Purpose: Surgical resection of midface neoplasms and subsequent reconstruction have been shown to have significant negative effects on quality of life (QOL). The purpose of this pilot study was to assess individuals' health-related QOL after maxillectomy and reconstruction with a prosthetic obturator.
Materials and methods: The QOL of 25 of 43 patients who underwent maxillectomy and prosthetic obturator reconstruction at the University of California-San Francisco was assessed using 3 questionnaires: University of Washington Quality of Life version 4 (UWQOL), Obturator Functioning Scale (OFS), and Mental Health Inventory (MHI).
Results: The response rate to the QOL questionnaires was 92% (23 of 25 patients). Time elapsed from maxillectomy and prosthetic obturator reconstruction to the QOL survey response ranged from 0.3 to 6.6 years (mean, 2.7 years; standard deviation [SD], 1.9 years). The post-treatment mean QOL scores were 77.3 (SD, 13.6) for UWQOL, 72.0 (SD, 12.6) for OFS, and 4.5 (SD, 0.9) for Mental Health Inventory. Individuals who received adjuvant radiation scored lower for speech and appearance (OFS, P = .05, P = .03, respectively) as well as for saliva and overall QOL (UWQOL, P = .02, P = .08, respectively). There was a strong correlation between QOL scores in OFS and UWQOL questionnaires (r = 0.78, P < .001).

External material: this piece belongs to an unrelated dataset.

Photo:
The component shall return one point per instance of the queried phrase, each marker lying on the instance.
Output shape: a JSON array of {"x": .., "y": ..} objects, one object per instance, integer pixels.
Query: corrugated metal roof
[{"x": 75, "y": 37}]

Conclusion: The results of this pilot study suggest that postoperative radiation therapy was the strongest variable affecting QOL in patients with maxillectomy and prosthetic obturator reconstruction. There is further need for a multicenter trial with a larger sample to identify how factors affecting QOL of patients after maxillectomy might influence the choice of reconstruction.